How to Remove Ball Point Ink From Imitation Leather

Ink stains are miserable to remove from any surface; on leather, they can simply ruin a piece. The good news is that imitation leather is not leather. It is a synthetic cloth and hard to dye, so it can be cleaned in ways that leather cannot. Ballpoint ink is filled with thickeners, sometimes rubber, so does not have the penetrating power of fountain pen ink. A quick survey of dry cleaners and of Dennis McCarthy of Professional Leather Care, of Columbus, Ohio, reveal some strategies.

Hand wash the spot in warm water with a mild soap like Ivory or Dove. These soaps (and their detergents) are hard on real leather; but imitation leather is made of plastic material, and so can withstand this treatment. Use your fingertips, rather than a cloth, to rub the spot.

Pat and dab at the stain and rub gently with a soft cloth (like cheese cloth, or a worn out T-shirt); do not rub vigorously. Synthetic materials have only a veneer of authentic-looking material. If you rub away that veneer to reveal the foam-like inner layer, the item cannot be restored.

Wash the item (if it is small enough) in a commercial washing machine. Use cold water on a gentle cycle with ordinary detergents. This may not remove the stain in its entirety, but because synthetic materials accept dyes poorly, the stain will be far less noticeable over time.
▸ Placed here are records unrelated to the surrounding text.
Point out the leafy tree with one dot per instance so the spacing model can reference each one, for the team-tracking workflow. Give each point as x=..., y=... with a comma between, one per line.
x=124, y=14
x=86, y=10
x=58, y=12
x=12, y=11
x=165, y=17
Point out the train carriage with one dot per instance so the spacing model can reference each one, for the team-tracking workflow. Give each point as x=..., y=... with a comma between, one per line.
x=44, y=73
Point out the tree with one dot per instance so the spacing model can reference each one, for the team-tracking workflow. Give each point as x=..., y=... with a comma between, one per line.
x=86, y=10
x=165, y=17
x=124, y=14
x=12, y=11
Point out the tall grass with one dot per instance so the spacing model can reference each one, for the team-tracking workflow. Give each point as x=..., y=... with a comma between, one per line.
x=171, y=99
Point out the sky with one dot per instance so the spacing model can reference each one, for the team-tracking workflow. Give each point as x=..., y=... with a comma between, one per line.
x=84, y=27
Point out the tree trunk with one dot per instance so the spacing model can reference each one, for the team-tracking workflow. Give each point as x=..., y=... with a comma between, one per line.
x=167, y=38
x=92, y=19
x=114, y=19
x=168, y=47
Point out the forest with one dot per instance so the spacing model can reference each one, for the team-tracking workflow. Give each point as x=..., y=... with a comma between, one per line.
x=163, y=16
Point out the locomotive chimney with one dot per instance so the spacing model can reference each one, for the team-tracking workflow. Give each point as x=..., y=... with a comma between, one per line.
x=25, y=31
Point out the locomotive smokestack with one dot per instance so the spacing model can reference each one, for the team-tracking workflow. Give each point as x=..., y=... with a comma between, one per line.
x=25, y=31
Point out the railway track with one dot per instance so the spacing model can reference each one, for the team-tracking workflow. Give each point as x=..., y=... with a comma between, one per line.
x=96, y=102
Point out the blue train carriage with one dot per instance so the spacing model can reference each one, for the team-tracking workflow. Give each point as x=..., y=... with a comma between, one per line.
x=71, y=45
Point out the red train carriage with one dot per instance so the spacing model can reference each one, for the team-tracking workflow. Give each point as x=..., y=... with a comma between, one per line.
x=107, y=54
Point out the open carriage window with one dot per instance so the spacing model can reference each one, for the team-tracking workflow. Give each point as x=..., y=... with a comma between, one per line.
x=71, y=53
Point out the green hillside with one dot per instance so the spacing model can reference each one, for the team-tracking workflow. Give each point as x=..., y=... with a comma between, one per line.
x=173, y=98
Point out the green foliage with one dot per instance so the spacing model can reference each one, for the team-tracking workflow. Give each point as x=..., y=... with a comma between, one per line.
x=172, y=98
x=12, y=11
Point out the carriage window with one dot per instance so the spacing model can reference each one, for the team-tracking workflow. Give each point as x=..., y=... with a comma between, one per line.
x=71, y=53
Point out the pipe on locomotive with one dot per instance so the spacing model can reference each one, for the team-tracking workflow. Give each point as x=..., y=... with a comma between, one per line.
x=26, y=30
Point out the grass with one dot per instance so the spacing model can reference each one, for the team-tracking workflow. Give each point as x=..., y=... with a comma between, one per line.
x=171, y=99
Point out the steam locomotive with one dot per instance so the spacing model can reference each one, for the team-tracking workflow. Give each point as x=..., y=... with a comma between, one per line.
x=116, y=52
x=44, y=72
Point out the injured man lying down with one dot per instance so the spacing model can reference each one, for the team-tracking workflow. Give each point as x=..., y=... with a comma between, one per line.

Try the spray-on/brush-off stain removers for faux suede. These products from companies like Kiwi typically come in a spray can with a bristle brush on the cap. Remember, you are dealing with a synthetic cloth, not leather, and cloth treatments will be more successful.

Take the item to a dry cleaner if the above does not work. A dry cleaner can pretreat the spot with common solvents, which should not damage the item.

Seek a professional leather worker to match and paint the item if the item is valuable enough. He may not be able to remove the stain but can cover it with readily-available paints.